BERLIN, (AP) - German leaders squabbled Friday about who made mistakes during and after the rush to reunification, turning parliament into a stage for partisan finger-pointing just days before the nation marks 10 years of unity.


Opposition conservatives renewed attacks on Chancellor Gerhard Schroeder and other Social Democrats, then in the opposition, for arguing against quick unification after the Berlin Wall fell in 1989 in the wake of pro-democracy protests in East Germany.


Grinning in the back benches was Helmut Kohl, the chancellor who united Germany in 1990 but has seen his reputation tarnished by a party financing scandal. Kohl, who recently reappeared in parliament after months of self-imposed isolation, did not speak Friday.

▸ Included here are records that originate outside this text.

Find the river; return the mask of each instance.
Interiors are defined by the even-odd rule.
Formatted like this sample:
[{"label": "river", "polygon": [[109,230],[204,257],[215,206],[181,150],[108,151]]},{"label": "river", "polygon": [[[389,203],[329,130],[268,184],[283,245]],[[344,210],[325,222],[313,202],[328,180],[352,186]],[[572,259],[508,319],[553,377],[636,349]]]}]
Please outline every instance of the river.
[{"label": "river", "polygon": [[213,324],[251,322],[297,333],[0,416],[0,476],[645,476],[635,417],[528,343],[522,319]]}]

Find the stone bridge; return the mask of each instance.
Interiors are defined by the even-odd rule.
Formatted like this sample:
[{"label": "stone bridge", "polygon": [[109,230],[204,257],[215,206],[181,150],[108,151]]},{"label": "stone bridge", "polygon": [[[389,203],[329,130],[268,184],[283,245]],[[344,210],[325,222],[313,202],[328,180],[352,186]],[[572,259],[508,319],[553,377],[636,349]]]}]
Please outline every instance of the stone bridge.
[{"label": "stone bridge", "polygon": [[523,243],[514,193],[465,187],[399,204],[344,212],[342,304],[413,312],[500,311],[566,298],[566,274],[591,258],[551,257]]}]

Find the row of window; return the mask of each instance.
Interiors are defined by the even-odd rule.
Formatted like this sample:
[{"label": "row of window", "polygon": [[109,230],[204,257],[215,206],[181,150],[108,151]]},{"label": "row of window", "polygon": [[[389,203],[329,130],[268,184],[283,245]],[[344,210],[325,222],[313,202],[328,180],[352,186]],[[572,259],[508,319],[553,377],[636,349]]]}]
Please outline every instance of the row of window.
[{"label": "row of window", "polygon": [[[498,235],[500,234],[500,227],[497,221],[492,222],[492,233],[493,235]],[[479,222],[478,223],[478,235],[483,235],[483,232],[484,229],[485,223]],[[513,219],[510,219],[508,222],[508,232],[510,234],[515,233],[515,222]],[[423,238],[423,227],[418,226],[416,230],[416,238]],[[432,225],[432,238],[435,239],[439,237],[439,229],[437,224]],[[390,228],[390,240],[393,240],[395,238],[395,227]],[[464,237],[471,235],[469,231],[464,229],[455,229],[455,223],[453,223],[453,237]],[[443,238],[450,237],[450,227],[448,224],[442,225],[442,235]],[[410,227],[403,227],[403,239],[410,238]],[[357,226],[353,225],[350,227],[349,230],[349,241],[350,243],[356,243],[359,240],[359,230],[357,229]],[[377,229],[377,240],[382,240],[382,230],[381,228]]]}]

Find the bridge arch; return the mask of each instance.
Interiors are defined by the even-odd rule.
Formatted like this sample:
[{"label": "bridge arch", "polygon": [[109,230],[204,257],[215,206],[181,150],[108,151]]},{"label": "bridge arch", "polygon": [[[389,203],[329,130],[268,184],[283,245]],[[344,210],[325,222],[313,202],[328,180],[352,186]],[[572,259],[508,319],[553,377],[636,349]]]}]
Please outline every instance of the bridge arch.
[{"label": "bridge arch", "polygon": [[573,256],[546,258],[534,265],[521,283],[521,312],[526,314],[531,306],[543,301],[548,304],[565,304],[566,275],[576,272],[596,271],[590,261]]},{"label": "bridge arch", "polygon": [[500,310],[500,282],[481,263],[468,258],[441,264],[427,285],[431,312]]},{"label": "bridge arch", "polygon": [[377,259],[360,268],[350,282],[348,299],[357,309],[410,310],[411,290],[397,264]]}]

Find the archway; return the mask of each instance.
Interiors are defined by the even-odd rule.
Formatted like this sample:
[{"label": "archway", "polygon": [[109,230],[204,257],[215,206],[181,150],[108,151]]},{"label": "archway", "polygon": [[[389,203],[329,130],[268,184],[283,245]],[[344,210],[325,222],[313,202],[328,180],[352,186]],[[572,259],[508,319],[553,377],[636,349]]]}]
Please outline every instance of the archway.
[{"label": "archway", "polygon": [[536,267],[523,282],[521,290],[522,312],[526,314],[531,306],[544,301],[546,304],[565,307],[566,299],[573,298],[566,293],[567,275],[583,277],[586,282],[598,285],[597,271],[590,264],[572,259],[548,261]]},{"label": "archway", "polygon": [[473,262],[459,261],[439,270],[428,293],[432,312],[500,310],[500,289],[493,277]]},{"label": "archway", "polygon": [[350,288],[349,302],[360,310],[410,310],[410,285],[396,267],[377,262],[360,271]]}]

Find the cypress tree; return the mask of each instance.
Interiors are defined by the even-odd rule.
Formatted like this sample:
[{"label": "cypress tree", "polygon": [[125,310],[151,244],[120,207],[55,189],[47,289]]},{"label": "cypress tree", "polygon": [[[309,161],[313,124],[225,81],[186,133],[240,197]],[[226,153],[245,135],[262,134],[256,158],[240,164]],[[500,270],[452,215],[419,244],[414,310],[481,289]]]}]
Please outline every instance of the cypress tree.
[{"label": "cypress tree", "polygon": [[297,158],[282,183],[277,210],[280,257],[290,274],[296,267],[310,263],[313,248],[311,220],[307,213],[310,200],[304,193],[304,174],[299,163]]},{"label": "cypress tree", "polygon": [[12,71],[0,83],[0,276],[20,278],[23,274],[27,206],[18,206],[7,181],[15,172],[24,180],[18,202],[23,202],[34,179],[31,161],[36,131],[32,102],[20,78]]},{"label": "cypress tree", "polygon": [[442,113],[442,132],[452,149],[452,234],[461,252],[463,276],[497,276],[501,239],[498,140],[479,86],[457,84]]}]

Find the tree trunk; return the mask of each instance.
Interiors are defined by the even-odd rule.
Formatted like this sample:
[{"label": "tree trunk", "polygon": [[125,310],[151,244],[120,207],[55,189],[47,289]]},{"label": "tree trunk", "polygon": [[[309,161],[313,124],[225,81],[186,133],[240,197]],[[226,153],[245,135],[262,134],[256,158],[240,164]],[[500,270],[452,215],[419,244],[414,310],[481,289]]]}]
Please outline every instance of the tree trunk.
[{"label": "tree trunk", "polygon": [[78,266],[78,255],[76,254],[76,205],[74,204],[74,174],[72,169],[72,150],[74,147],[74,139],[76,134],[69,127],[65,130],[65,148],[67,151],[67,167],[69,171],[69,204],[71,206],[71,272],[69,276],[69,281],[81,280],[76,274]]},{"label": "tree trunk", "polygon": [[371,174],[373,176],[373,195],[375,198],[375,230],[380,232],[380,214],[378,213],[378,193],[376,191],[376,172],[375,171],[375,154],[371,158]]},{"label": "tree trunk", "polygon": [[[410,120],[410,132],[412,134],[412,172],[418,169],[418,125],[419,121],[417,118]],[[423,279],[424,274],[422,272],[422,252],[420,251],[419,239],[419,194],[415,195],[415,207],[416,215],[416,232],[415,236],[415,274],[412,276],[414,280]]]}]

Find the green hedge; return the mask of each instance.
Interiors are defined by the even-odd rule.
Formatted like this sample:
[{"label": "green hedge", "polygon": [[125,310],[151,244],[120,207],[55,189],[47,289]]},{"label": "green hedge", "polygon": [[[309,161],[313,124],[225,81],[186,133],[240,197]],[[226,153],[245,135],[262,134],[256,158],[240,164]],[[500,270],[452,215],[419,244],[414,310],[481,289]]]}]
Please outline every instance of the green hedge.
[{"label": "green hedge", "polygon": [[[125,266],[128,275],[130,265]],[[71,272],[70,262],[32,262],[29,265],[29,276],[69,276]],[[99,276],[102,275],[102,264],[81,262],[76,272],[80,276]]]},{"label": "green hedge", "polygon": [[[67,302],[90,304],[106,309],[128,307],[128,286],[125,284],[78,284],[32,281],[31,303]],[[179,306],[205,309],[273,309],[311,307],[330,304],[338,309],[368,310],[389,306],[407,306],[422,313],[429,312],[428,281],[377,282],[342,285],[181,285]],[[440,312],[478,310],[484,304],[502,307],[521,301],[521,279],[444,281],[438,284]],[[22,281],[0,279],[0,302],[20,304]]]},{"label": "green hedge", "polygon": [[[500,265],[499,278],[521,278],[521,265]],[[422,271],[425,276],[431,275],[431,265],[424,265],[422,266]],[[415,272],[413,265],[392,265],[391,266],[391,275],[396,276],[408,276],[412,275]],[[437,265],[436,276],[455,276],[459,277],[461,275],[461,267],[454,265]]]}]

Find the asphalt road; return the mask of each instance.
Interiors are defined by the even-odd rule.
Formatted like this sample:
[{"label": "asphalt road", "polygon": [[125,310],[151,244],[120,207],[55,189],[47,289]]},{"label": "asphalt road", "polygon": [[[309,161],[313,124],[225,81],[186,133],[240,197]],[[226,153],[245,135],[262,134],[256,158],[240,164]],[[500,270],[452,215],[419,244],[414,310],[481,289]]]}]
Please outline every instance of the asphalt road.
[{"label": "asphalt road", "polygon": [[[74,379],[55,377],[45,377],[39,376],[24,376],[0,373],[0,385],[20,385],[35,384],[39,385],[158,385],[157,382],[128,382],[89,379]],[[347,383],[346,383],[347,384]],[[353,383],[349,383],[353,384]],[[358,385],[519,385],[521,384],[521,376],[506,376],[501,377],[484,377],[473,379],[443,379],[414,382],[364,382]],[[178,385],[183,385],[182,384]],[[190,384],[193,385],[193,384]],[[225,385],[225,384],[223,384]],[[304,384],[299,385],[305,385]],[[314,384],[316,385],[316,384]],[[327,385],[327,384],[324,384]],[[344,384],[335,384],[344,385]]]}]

But Angela Merkel, head of the Christian Democratic party that Kohl led for 25 years, paid tribute to her former boss in a combative speech repeatedly interrupted by catcalls from the government side.


"You had a clear compass," she declared. "You did not hesitate."


Addressing Schroeder from the podium in the Reichstag building, she challenged him to admit that he had been too worried about the economic burden of merging the communist east with West Germany to welcome unification.


"I expect you to say: Yes, I misjudged the situation in 1990," Merkel shouted. Schroeder did not reply.


In his own speech opening the session, Schroeder deplored the political backbiting that has accompanied the weeks leading up to Tuesday's national Unity Day celebration.


But he also attacked Kohl's government for leaving him to tackle a backlog of unfinished economic reforms for united Germany when he took power in 1998. He promised continued aid to economically struggling eastern Germany and underlined his goal of helping East European nations join the European Union.


Reinhard Hoeppner, the Social Democratic governor of Saxony-Anhalt state, rushed to his party's defense, recalling during the debate that Kohl also had moments of hesitation about the east-west merger as East Germany crumbled.


"There was no single architect of unification," he said.